Health insurance startup company Oscar endured further losses in the third quarter, in part because of efforts to build out its business and technology platforms.
Nevertheless, Oscar’s investors remain confident that the startup brings a great focus to the consumer in an industry where that’s rare. On profitability, “I don’t think that this is a problem that gets solved in a year, I think it takes many,” said Joel Cutler of General Catalyst, one of the earliest investors in the startup that is now privately valued near $2.7 billion, the article notes.

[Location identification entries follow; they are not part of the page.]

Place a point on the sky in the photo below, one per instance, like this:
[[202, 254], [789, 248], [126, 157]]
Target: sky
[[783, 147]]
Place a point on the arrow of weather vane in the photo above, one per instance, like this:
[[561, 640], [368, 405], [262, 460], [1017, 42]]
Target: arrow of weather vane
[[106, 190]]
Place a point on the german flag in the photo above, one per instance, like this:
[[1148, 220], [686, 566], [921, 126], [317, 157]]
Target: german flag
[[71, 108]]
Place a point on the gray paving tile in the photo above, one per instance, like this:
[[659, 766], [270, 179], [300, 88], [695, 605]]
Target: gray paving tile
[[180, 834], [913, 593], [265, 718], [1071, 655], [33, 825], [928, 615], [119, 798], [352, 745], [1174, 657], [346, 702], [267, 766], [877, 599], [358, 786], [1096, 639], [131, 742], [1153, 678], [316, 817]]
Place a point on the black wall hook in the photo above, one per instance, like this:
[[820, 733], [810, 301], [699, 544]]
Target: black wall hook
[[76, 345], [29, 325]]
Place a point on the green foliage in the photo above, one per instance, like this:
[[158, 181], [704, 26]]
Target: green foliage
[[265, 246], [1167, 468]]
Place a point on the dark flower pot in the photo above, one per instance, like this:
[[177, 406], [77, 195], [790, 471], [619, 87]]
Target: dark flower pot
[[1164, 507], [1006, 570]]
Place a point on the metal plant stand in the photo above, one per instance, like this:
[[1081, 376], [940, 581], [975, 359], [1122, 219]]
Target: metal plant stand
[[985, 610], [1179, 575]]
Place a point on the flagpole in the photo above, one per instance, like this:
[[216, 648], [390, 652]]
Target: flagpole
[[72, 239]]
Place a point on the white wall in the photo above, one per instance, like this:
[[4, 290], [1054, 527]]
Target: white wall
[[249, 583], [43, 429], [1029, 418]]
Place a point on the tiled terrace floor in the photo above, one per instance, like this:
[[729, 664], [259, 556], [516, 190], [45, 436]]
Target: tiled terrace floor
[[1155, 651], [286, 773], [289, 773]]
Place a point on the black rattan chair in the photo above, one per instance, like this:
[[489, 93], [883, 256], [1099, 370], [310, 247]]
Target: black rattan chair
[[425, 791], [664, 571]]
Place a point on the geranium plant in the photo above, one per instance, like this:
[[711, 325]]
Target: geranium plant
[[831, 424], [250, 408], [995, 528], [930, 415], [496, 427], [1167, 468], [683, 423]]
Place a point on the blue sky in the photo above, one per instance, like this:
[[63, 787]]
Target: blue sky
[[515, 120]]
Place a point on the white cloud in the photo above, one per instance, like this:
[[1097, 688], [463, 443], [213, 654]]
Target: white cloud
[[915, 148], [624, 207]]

Oscar's ambitions, "to build an end-to-end healthcare system that is designed to put the needs of the consumer first, and one that optimizes affordability and quality of care," have mandated "meaningful, up-front investments" that ultimately position the company for long-term success, Anne Espirtu, vice president of communications and corporate social responsibility at Oscar, said in an email to FierceHealthPayer.
Approximately two-thirds of the company's losses in Q3 are attributable to efforts to build out its business and technology, according to the article. Setting up its own narrow network, as opposed to renting a provider network, and high medical costs also factored into the losses, a person familiar with Oscar's financials told Bloomberg.
Oscar announced earlier this year that it would scale back its provider network almost 50 percent in New York while raising premiums 16 percent. The insurer has struggled to stay in the black on its Affordable Care Act marketplace products, particularly because of shortfalls in the risk corridor program along with having to pay $28.3 million into the ACA’s risk adjustment program.
Other small payers, such as Evergreen Health, have complained that the risk adjustment program is disproportionately onerous for small insurers that are often more financially vulnerable.